Durante el resto de mi vida, hasta ahora, rogué a Dios que ella haya podido sobrevivir. Este
recuerdo no me abandonó nunca, tampoco la duda de porqué lo hice. Ni ahora puedo responder con
honestidad. Luego, la vuelta a Alemania, la vorágine, el infierno, el caos de la invasión aliada; si dijera
que recuerdo de los últimos días de la guerra algo más que disparos, confusión y pánico, mentiría. No
tengo la menor idea de que hice el día de la rendición, no me acuerdo. Hacía mucho que había
dejado de pensar con coherencia.
Mi padre, Heinrich, murió en combate defendiendo Berlín de los rusos, a los 67 años.
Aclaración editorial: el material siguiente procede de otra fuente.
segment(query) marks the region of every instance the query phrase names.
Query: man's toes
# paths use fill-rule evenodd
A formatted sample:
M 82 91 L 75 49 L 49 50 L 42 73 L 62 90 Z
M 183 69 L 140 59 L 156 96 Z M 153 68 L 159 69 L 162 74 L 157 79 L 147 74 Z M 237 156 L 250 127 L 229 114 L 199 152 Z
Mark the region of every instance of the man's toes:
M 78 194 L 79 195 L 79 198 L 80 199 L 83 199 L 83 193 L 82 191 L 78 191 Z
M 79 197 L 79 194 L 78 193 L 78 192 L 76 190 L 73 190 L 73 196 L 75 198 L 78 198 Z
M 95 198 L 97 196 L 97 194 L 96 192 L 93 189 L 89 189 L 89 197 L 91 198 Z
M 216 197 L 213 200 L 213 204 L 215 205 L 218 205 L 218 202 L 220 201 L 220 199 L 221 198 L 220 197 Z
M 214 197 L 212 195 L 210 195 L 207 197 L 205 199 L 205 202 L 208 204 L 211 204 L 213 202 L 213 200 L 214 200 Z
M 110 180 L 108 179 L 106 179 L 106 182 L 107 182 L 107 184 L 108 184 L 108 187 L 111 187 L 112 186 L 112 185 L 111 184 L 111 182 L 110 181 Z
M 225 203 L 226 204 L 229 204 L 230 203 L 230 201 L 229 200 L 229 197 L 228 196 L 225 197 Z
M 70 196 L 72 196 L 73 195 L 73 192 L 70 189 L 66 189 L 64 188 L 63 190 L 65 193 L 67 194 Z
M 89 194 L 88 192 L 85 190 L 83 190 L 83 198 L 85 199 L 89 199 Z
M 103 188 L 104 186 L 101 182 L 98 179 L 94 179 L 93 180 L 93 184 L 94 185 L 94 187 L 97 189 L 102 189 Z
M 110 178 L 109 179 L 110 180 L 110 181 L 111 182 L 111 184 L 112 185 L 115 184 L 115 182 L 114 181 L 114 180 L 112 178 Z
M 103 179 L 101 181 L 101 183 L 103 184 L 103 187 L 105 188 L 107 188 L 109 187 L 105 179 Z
Mi
hermana Gudrun desapareció durante un bombardeo, jamás volvimos a saber de ella; mi otro
hermano fue derribado sobre el Canal de la Mancha.
Al final, quedamos vivos mi madre, convertida en una sombra, mi hermano mayor que ya era
sacerdote, la abuela Martha de 85 años, mi hermanita de 11 y yo.
He leído mucho desde que terminó la guerra, sólo cuando pasó el tiempo tomé conciencia de
la verdadera dimensión de la tragedia en que todos habíamos estado envueltos. De la que todos
habíamos sido engranajes, más grandes o más pequeños.
Se dan un cúmulo de explicaciones: históricas, económicas, sociológicas, etc. A mí no me
resultan satisfactorias, ninguna en particular ni siquiera todas juntas. Yo tampoco tengo una
explicación propia; ni por el hecho de haber estado allí, veo con mayor claridad las razones que
llevaron al mundo y, particularmente, a la gente común, a ésta enormidad, solamente he tratado de
hablar de todo esto con mis hijos, de transmitirles mi experiencia directa en aquellos sucesos, con la
esperanza de que contribuyan a que no se repitan.
No puede volver a suceder algo así en ningún lugar, nunca; no podemos dejar que esto se
repita.
Los hombres tenemos que haber aprendido algo.”